# Documentation builds and hosting
End-user readable API documentation is produced as **Rust** via **rustdoc** (`cargo doc`), **Python** via **pdoc**, and **Java** as **Markdown → HTML** (`docs/java/EXAMPLES.md` via Pandoc). CI assembles all of these into a single static site deployed to **GitHub Pages** on pushes to `main`.
## Published URLs
| Rust (released crate) | docs.rs for the version published on crates.io | [docs.rs/rust-data-processing](https://docs.rs/rust-data-processing) |
| Rust + Python (main branch) | Combined site from CI (requires Pages setup below) | `https://<owner>.github.io/<repo>/` — for this repo: [rust-data-processing GitHub Pages](https://rust-data-processing.github.io/rust-data-processing/) |
| Rust (main branch, rustdoc on Pages) | Crate API HTML | […/rust/rust_data_processing/index.html](https://rust-data-processing.github.io/rust-data-processing/rust/rust_data_processing/index.html) |
| Python (main branch, pdoc on Pages) | Top-level module | […/python/rust_data_processing.html](https://rust-data-processing.github.io/rust-data-processing/python/rust_data_processing.html) |
| Java (main branch, Pandoc on Pages) | Examples tour (JVM bindings) | […/java/examples.html](https://rust-data-processing.github.io/rust-data-processing/java/examples.html) (source: [`docs/java/EXAMPLES.md`](java/EXAMPLES.md)) |
| Back-compat | Bare `/rust_data_processing.html` at site root | Redirects to the Python module page above (same as […/rust_data_processing.html](https://rust-data-processing.github.io/rust-data-processing/rust_data_processing.html)) |
Until the first successful **crates.io** publish, docs.rs may be empty; use the **GitHub Pages** link for the latest **main** rustdoc.
## CI workflow
- Workflow file: [`.github/workflows/docs.yml`](../.github/workflows/docs.yml).

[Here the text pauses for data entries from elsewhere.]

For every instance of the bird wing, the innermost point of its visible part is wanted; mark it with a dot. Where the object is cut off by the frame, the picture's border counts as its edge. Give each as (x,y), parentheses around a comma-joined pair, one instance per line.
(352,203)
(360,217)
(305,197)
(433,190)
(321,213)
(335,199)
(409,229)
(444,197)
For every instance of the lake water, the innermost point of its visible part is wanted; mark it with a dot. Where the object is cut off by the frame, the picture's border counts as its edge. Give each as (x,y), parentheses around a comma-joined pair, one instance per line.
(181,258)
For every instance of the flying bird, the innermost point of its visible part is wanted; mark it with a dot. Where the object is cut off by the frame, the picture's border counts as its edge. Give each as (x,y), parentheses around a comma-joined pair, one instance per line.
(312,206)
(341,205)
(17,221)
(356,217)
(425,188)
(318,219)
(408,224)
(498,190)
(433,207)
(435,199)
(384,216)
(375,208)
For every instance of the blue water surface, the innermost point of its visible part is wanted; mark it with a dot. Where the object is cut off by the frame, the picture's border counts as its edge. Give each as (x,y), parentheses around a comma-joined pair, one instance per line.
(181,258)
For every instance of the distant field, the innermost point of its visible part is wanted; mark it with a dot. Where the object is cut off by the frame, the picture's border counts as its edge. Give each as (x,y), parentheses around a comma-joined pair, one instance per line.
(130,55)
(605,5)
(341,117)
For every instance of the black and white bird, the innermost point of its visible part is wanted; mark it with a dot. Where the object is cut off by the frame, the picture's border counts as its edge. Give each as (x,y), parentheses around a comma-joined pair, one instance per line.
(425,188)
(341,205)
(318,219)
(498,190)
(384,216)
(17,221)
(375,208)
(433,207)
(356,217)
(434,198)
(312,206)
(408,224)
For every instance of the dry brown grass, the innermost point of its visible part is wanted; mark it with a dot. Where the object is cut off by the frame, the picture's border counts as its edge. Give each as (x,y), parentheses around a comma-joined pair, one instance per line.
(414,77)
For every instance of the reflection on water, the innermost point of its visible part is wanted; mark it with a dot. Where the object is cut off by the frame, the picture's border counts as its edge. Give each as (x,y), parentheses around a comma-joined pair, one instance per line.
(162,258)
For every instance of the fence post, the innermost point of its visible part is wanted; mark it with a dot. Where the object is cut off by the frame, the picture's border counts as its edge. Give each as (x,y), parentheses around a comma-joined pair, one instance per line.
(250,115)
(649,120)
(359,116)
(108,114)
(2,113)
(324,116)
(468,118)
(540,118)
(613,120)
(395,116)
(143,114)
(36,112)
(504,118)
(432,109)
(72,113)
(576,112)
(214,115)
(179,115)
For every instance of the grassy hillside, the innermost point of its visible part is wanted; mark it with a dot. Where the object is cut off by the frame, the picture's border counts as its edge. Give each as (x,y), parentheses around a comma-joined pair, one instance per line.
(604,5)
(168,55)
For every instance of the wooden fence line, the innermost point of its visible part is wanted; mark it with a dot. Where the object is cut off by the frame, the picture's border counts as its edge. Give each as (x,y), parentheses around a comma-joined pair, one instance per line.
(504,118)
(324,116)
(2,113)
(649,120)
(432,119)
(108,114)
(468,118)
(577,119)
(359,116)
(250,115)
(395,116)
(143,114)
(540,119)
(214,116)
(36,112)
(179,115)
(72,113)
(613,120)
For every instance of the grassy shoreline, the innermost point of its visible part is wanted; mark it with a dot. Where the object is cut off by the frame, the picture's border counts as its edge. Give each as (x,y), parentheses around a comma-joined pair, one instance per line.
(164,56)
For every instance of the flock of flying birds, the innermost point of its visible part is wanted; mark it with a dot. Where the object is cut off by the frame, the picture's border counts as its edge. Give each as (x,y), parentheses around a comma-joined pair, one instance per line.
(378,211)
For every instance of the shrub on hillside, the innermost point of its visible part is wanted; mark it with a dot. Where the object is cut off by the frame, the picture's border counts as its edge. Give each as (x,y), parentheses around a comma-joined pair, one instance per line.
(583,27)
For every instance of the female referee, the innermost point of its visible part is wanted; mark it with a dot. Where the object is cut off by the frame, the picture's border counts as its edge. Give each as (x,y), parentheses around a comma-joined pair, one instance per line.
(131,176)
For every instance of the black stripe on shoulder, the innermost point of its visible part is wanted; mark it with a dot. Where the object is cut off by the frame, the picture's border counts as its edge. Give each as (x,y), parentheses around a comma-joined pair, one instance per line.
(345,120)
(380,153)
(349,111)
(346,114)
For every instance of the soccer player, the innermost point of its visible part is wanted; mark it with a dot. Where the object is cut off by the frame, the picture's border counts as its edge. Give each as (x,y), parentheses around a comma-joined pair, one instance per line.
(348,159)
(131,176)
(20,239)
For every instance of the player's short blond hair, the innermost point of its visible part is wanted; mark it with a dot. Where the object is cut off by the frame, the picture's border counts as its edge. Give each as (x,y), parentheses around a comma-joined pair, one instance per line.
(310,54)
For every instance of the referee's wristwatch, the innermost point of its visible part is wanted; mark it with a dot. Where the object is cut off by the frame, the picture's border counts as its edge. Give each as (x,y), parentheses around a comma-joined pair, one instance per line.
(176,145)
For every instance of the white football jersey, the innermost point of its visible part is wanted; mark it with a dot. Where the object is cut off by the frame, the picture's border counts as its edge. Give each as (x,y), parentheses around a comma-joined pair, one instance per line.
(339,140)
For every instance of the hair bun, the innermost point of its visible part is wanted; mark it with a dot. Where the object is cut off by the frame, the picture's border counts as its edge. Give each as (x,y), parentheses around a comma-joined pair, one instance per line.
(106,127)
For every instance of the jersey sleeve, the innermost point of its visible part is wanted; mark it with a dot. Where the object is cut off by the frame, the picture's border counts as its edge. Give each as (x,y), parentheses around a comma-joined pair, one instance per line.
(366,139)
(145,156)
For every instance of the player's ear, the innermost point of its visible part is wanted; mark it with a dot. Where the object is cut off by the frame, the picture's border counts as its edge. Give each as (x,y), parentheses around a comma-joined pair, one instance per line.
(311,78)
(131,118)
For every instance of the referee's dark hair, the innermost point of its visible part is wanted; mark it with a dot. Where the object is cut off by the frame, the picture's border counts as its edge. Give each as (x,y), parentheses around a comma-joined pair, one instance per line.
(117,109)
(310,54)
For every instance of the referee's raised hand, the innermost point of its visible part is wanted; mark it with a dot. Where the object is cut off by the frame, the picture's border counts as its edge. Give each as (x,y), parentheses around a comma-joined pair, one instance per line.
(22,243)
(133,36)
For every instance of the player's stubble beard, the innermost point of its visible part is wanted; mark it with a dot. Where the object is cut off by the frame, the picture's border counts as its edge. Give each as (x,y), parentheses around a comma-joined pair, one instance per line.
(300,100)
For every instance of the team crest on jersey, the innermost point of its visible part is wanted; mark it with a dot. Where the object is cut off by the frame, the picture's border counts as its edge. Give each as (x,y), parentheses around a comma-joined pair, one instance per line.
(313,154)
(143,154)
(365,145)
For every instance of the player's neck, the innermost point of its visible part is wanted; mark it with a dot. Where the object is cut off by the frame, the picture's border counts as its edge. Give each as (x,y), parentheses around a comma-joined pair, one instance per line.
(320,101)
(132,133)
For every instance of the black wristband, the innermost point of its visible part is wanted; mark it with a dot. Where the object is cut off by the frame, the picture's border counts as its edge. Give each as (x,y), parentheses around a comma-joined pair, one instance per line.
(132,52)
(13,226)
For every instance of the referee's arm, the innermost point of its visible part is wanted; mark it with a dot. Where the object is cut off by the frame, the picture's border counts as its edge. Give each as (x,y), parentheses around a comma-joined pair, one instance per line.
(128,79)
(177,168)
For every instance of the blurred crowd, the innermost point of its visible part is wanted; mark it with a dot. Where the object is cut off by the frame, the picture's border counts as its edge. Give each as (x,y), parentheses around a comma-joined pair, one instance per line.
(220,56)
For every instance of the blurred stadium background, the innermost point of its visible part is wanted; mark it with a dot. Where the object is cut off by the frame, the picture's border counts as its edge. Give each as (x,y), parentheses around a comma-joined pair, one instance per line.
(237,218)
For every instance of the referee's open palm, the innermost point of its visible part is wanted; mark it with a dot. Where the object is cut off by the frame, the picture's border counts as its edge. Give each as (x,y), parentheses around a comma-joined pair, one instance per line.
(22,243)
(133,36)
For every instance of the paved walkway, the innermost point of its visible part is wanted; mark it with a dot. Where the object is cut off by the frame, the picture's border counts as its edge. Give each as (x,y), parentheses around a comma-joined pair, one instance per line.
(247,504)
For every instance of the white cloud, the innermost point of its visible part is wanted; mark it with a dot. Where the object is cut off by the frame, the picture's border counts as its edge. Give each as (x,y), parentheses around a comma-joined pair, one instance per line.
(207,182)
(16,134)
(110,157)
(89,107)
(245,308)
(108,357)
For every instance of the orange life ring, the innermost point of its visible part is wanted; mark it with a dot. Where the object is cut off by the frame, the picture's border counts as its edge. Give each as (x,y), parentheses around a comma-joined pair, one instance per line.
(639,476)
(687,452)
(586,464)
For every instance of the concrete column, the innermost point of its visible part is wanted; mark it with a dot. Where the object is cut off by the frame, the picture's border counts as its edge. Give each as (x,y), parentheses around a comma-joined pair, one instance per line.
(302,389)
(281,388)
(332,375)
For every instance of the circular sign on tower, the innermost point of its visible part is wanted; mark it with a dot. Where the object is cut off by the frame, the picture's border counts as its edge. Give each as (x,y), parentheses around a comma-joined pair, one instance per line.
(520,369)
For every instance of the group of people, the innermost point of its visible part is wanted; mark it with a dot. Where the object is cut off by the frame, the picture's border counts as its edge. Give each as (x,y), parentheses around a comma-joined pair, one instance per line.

- **On every pull request:** builds rustdoc and Python pdoc; does **not** deploy.
- **On push to `main`:** builds the same artifacts and **deploys** to GitHub Pages using the official `actions/deploy-pages` flow.
Rust steps: `cargo doc --no-deps --locked` → output copied to `site/rust/`.
Python steps (in `python-wrapper/`): `uv sync --group dev`, `maturin develop --release`, then `pdoc -d google -o …/site/python rust_data_processing`.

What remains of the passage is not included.